Certains investisseurs pariaient sur une hausse de 0,75 %. Du coup, une hausse de 0,50 % – moins que prévu – a envoyé un signal d’achat.

La Fed a peu de chances de tenir dans sa voie actuelle de hausses de taux. Même d’ici cet été, elle pourrait faire demi-tour.

Les médias parlent ces temps-ci « d’atterrissage en douceur » (en anglais, Soft landing).

Selon ce scénario, les autorités mettent fin aux mesures de soutien – taux proches de zéro et rachats d’obligations -, sans basculement de l’économie dans une récession.
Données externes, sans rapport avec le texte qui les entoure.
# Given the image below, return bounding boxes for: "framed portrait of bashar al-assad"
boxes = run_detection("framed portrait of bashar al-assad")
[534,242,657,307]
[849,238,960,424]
En réalité, les banques centrales ne vont jamais faire d’atterrissage, doux ou non… mais couper les attaches avec la réalité et rester dans les airs à jamais.
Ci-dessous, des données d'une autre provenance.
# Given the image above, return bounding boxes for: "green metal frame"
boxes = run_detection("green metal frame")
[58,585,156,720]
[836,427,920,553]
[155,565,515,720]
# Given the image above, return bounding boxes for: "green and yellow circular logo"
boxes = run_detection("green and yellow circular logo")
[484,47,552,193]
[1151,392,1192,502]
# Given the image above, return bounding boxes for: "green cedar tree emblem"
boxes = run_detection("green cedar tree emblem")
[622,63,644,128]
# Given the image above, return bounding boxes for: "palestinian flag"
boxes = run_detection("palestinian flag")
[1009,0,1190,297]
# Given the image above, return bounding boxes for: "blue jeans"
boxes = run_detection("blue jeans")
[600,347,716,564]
Le CAC 40 a chuté de 3,60 % depuis l’ouverture de la séance d’hier.

La fin des mesures d’assouplissement va produire davantage de journées de ce genre dans la Bourse.
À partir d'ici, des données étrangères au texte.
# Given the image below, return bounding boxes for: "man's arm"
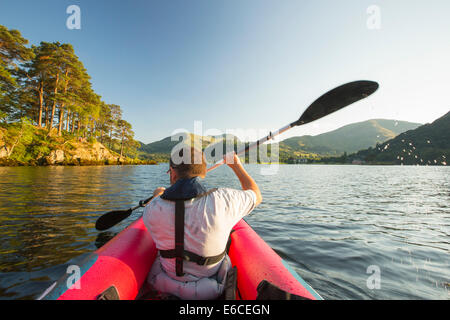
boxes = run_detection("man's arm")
[225,152,262,207]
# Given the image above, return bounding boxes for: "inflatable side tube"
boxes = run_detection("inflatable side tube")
[39,218,157,300]
[229,220,322,300]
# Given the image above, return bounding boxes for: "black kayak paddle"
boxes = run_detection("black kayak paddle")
[95,197,153,231]
[95,80,379,231]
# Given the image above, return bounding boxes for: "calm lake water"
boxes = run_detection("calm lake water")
[0,164,450,299]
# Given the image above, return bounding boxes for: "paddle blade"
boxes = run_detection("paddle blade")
[95,209,133,231]
[293,80,379,126]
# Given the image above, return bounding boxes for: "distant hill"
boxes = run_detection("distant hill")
[280,119,421,156]
[139,119,420,163]
[348,112,450,165]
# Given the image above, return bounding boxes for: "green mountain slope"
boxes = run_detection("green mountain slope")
[349,112,450,165]
[139,119,420,163]
[280,119,420,156]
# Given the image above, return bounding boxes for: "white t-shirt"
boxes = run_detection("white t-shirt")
[143,188,256,281]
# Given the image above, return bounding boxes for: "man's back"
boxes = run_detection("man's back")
[144,188,256,281]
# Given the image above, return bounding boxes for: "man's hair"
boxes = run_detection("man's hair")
[170,147,206,179]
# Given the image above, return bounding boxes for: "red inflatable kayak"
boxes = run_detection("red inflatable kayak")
[39,218,322,300]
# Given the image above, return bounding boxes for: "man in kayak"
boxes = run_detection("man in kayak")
[143,148,262,300]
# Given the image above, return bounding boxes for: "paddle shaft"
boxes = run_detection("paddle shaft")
[206,122,297,172]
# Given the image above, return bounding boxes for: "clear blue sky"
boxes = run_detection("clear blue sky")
[0,0,450,143]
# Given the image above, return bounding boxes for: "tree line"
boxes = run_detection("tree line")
[0,25,140,156]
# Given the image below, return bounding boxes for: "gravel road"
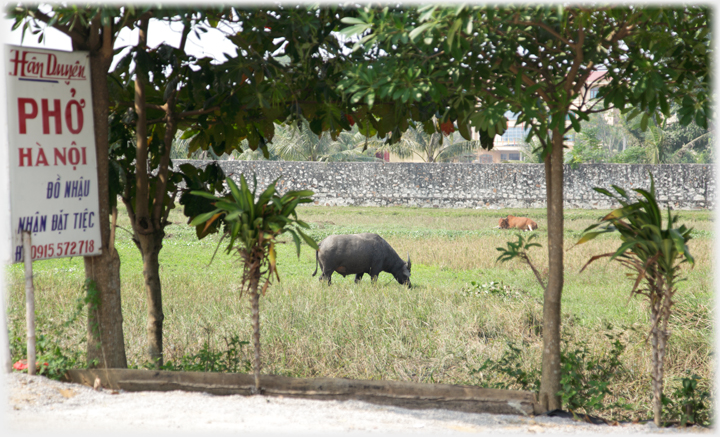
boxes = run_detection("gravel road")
[2,373,712,436]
Et le courage des autorités… comme dans une armée qui n’a jamais encore eu l’expérience du combat… va vite se heurter à la réalité.

Au moins, la BCE n’a pas de prétentions à ce sujet. Elle a déjà plus ou moins renoncé à toute action sur le sujet de l’inflation…

Un commentateur chez Bloomberg rapporte que « au cours de la réunion des directeurs de la BCE la semaine dernière, ils ont malheureusement choisi de ne rien faire, hormis remettre la décision [sur les taux] à la prochaine réunion trimestrielle, le 9 juin. »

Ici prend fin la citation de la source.